Tam was also struck by a New York Times Magazine piece about Deng by writer Jay Caspian Kang. The essay made waves among many Asian American youth, giving voice to the feeling that the tragedy of Deng’s death was somehow compounded by a melancholy and futility that underpin any search for Asian American belonging. As Kang’s essay argued, “‘Asian-American’ is a mostly meaningless term.” He added, “Nobody sits down to Asian-American food with their Asian-American parents and nobody goes on pilgrimages back to their motherland of Asian-America.”

Those lines are among the first words uttered in “The Crossing.” Later on, one of the performers reads a letter by Deng’s roommate shared in Kang’s article.

Much of the action on stage takes place within the Taoist diagram of a bagua — the energy map. It’s Tam’s way of nodding at the yin-yang symbol in Pi Delta Psi’s coat of arms — a “convenient shorthand for Asian American identity,” according to Tam, “which is itself kind of problematic, as a Westernized notion of Asian-ness.”

That coat of arms is just part of a larger issue. As Tam notes, these fraternities try “to express Asian-ness, but they do so in the most conservative, Western way, particularly with the hazing, which has nothing to do with being Asian. You’re just taking these oppressive models found in the military or other sorts of places that are about destroying individual identity in order to embolden the group.”
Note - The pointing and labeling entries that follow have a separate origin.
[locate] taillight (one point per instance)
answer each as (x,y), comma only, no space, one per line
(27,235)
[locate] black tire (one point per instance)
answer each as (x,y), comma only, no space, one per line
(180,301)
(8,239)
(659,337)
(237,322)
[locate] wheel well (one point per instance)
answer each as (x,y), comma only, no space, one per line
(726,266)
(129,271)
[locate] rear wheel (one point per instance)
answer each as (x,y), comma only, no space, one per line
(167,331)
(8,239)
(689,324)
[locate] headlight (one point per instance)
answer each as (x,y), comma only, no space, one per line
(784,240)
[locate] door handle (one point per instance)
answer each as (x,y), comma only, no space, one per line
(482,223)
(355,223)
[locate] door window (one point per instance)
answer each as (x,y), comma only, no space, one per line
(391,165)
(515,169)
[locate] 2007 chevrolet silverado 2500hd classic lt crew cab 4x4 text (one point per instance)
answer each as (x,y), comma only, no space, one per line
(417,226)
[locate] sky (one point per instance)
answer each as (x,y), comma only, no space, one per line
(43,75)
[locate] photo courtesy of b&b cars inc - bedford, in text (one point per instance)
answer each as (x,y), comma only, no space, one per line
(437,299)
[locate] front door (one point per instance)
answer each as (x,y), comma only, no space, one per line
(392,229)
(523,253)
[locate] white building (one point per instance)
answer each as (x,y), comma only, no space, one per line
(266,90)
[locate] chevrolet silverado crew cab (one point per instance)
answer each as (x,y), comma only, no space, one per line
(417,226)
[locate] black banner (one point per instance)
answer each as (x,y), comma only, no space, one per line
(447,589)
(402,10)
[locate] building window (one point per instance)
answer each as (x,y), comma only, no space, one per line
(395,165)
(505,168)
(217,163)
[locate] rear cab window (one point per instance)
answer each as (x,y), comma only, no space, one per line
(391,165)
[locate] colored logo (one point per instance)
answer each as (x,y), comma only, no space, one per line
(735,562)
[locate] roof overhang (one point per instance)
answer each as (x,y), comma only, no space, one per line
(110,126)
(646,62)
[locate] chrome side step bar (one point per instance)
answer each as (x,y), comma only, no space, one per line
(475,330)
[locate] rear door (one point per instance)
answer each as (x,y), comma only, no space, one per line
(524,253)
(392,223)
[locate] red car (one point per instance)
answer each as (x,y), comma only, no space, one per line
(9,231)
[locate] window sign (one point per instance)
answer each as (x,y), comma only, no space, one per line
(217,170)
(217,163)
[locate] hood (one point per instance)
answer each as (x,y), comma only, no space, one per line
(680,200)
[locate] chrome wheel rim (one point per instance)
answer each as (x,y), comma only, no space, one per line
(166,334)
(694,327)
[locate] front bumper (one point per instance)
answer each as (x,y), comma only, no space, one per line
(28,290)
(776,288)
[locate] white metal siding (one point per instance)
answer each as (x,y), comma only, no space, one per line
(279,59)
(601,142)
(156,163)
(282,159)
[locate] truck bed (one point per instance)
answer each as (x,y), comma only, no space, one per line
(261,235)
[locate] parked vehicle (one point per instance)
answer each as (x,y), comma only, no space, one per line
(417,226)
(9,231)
Which isn’t to say that the artist is exempt from the appeal of, say, a Pi Delta Psi probate video, which he likens to a sales video. “Like, if you do this, then you get this — hanging out, getting dim sum at a party. Things that young men do.

“That’s the sad part,” Tam said. “You can’t just hang out. You have to create this apparatus in order to get to that.

“I’m sure there are other things at stake when you join a fraternity — ideas about brotherhood, and history,” he added. “But for me it seemed like this long, roundabout way to get to this ability to just commune with other young men.”

Many of Tam’s videos have been made at a time when the phrase “toxic masculinity” has become a common term.

So, what does he think of it?

“Certainly people have looked at my work and used that term. I wouldn’t deny that,” he replied. “I’m not interested in pointing out the sort of more malignant parts of masculinity. I think we can sort of all do that on our own.”